Unlike in the case of stocks belonging to blue-chip companies, predicting the price movement via technical indicators may not always be possible for penny stocks. This is primarily due to narrow bid-ask spreads, sparse price quotes, and the general lack of price history. Nevertheless, penny stocks can present good trading opportunities if you plan your moves right.

Things you should know about penny stocks

Here are a few key points that any investor needs to know about penny stocks:

1. Penny stocks are perfect for beginners

If you’re a new investor and you’re just getting started with trading in the stock market, penny stocks are typically good bets. They offer a greater level of freedom to experiment, thus allowing you to learn the ins and outs of trading first-hand. Since the price of a penny stock is generally kept low, the initial investment can be low. This also helps cap your losses.
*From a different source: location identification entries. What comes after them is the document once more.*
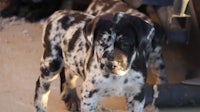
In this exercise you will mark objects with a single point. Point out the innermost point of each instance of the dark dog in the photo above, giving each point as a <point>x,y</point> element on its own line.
<point>108,52</point>
<point>153,54</point>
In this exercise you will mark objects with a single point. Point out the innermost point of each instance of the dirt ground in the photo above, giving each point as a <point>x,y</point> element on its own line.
<point>20,52</point>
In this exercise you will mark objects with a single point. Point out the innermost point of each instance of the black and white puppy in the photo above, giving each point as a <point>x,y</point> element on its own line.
<point>155,62</point>
<point>108,52</point>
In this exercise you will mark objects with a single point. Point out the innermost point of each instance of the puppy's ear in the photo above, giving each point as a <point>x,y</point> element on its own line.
<point>144,32</point>
<point>89,30</point>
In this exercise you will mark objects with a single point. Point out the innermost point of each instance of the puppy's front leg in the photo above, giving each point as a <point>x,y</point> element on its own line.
<point>89,97</point>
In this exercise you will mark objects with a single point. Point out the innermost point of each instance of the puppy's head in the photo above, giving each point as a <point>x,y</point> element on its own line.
<point>117,38</point>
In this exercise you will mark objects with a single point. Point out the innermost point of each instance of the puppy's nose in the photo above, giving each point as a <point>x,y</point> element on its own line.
<point>111,66</point>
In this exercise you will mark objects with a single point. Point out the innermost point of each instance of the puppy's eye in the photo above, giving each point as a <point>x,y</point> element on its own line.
<point>125,45</point>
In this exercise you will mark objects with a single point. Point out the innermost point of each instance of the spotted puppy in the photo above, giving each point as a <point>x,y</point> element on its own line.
<point>155,62</point>
<point>108,52</point>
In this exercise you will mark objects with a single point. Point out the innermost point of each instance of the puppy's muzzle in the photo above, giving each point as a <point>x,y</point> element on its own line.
<point>117,62</point>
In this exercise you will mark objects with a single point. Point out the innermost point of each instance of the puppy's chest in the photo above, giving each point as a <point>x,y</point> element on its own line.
<point>74,50</point>
<point>132,82</point>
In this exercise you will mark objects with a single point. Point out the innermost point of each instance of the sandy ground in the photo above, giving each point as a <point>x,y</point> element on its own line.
<point>20,52</point>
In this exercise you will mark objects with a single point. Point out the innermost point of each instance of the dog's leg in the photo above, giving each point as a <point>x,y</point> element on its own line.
<point>157,66</point>
<point>89,97</point>
<point>51,64</point>
<point>135,103</point>
<point>69,91</point>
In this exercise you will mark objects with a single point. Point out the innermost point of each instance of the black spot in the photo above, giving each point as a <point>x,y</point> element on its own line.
<point>93,81</point>
<point>90,60</point>
<point>65,42</point>
<point>140,96</point>
<point>87,46</point>
<point>74,39</point>
<point>162,66</point>
<point>47,44</point>
<point>55,65</point>
<point>106,91</point>
<point>125,81</point>
<point>107,76</point>
<point>95,66</point>
<point>46,86</point>
<point>102,65</point>
<point>93,92</point>
<point>65,22</point>
<point>44,71</point>
<point>105,54</point>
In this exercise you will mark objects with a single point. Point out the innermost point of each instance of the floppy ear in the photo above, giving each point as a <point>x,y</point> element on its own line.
<point>144,32</point>
<point>89,30</point>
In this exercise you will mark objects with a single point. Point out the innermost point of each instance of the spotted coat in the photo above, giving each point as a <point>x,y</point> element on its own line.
<point>102,50</point>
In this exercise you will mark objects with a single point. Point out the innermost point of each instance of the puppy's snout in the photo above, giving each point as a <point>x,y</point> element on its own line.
<point>111,66</point>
2. Penny stocks can generate high returns

Contrary to popular opinion, not all penny stocks are destined to fail. There are plenty of attractive companies with good financials and growth potential that are being traded for minimal prices. By identifying these companies accurately and investing in them, you can generate good returns and watch your initial investment grow. However, you may have to hold your investment for a longer period of time in order to get good returns.

3. Penny stocks do not have an entry barrier

You don’t require much to get yourself started when dealing with penny stocks. The price movement of penny stocks are mostly speculative and do not follow or require methodical technical analysis. This makes them the perfect choice for you if you’re just making your entry into the world of stock market trading. There are no certifications or extensive knowledge in trading required to get started with trading in penny stocks. Since you only require an internet connection and an online trading account, there are absolutely zero entry barriers with penny stocks.

4. Penny stocks are generally low on liquidity

As the market capitalization of penny stocks is low, these shares are not very frequently traded in the stock market. Due to the low volumes of trade, it might be challenging to find both prospective buyers or sellers. You can overcome this limitation to a certain extent by holding the shares of penny stocks for the long term. You can also adopt a staggered buying or selling approach to accumulate or exit the shares.

Conclusion

While penny stocks can be good investment options for most people, they do carry some risks, just like all kinds of equity. The price movement of such stocks can be unpredictable at times, thereby increasing the risk factor. However, these risks can be mitigated to a certain extent if you make sure to choose the right penny stock before investing.

One way to establish the authenticity and wealth-creating potential of a penny stock is by conducting extensive fundamental and technical analysis. It is advisable to refrain from putting too much emphasis on others’ opinions or predictions, and do your own due diligence while researching.